Die Bund-Länder-Runde hat einige wenige neue Corona-Maßnahmen festgelegt. Schaut man sich einige der Punkte des Gipfels genauer an, könnte man sich diesmal jedoch etwas verschaukelt vorkommen.
Ein wichtiger Punkt: Testen. Im Beschlusspapier heißt es: "Die derzeit hohe und voraussichtlich weiter steigende Zahl der Neuinfektionen führt zu Engpässen bei den verfügbaren PCR-Tests [...]. Bei auftretenden Engpässen ist es daher unabdingbar, Priorisierungen vorzunehmen."
Kurzum: Nicht jede Kontaktperson wird mehr Anspruch auf einen kostenlosen PCR-Test haben. Die "Nationale Teststrategie" soll angepasst werden - ein beeindruckender Euphemismus. Treffender wäre wohl eher der Begriff "Schadensbegrenzung".
Laut dem aktuellen RKI-Wochenbericht lag die PCR-Testkapazität in Deutschland zuletzt bei 2.827.517. In Wien beispielsweise sah die Strategie bereits seit 2020 anders aus: kostenlose PCR-Gurgel-Tests für alle. Allein Wien kann mit dieser Strategie mehr als 3,5 Millionen PCR-Tests pro Woche auswerten.
Wenn nun also von einer Priorisierung und einer neuen Strategie hierzulande gesprochen wird, die aufgrund der hohen Omikron-Inzidenzen nötig sei, ist das allenfalls die halbe Wahrheit. Die Priorisierung ist vor allem nötig, weil Deutschland viel zu wenig Testkapazitäten aufgebaut hat.
Wie es anders ginge, zeigt nicht nur Wien. In Dänemark liegt die Inzidenz aktuell bei ca. 4.700. Wer nun befürchtet in Deutschland ähnlich hohe Inzidenzen lesen zu müssen, kann wahrscheinlich beruhigt werden: Diese Zahlen werden mit einer derart geringen Testkapazität bei uns wohl nie gemeldet werden können. Gleichwohl betont die Bund-Länder-Runde: "Gleichzeitig müssen alle Anstrengungen unternommen werden, die PCR-Testkapazitäten zu erhöhen." Warum damit jetzt erst begonnen werden soll, obwohl das Erreichen dieses Punktes sehr absehbar war, bleibt offen.
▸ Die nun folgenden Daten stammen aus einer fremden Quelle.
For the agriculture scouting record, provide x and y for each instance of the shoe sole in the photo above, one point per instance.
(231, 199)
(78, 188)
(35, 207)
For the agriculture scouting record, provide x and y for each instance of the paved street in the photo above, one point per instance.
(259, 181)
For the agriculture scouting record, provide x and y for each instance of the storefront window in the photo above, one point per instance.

Aber das Testen ist nicht die einzige Strategieanpassung der Politik. Auch bei der Kontaktverfolgung wird nachgeschärft. Auch hier sei eine "Priorisierung sinnvoll und notwendig". So kann man Kontrollverlust auch beschreiben. Im Beschlusspapier ist die Rede von den "beschränkten Kapazitäten der Gesundheitsämter". Auch hier bleibt die Frage unbeantwortet, warum diese Kapazitäten nach zwei Jahren weiterhin so "beschränkt" sind?